王科长给我面子,那是我们领导间的交往,凭什么便宜了你个小兔崽子?”
阎埠贵也明白过来了:
“我还得每天给人棒梗上课呢,凭什么便宜了你?不行,还是得按八百算。”
俩人一下蔫儿了。
王胜文又拿起两人跟前放着的烟:
“吆喝,腐败了啊,都学会抽烟了,还是大前门,这玩意卖四毛五吧?你爸才抽九分的大丰收。”
刘光天小声嘟囔:
“我们也不多抽,就是平时没事儿和同事们一起抽的。”
阎解成也说;
“我们也得要个面儿。”
王胜文瞪了他们一眼:
“面儿?什么面儿?我可听说你们厂除了工资以外,晚上还可以加班,加班每个小时一毛钱,刘光天还好,解成你是经常去看电影儿啊。
说吧,你们加班挣的钱都到哪儿去了?”
现场一时沉静了下来。
傻柱这个大机灵在厨房都听明白了这里边的猫腻,出来就喊:
“嘿!
还愣着干嘛,打啊!”
叮叮当当就是一阵:
“二大妈,按住他腿!
嘿,你别拿鱼竿打啊,那玩意儿不结实,对!
拿笤帚!”
“一大爷,抽皮带啊,快抽皮带,用那玩意儿手不疼。

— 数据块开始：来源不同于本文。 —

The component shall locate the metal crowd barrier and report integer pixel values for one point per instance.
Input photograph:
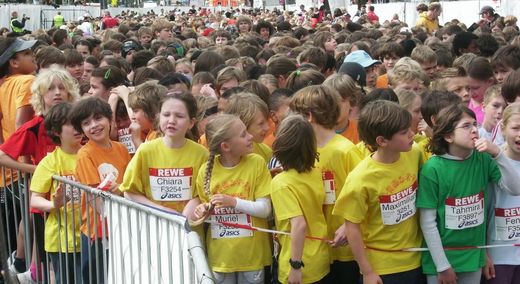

”
“二大爷,别扇耳光啊,打坏了脸可不行,掐大腿根,那玩意儿没人看,对!
骑上扭也行!”
“光福,扯光按着啊,打啊,别再把你爸累着了。
解放,你也动手啊,傻站着干嘛。”
刘海忠、阎埠贵在那儿打,傻柱、孙二虎在那儿喊,屋里乱成一团。
院里也没个人来劝架。
在场的王胜文也不管。
等终于打累了,王胜文才说话:
“你俩甭委屈了,以后工资全交,够了八百再说,想买烟、想看电影儿,加班挣去!
滚出去洗洗,门口站着!”
这下,饭桌上和谐了,每个人脑海中都冒出一个念头:
刘海忠:还是当官的向着当官的,王科长这几句话,可就让我多挣了一倍,嘿!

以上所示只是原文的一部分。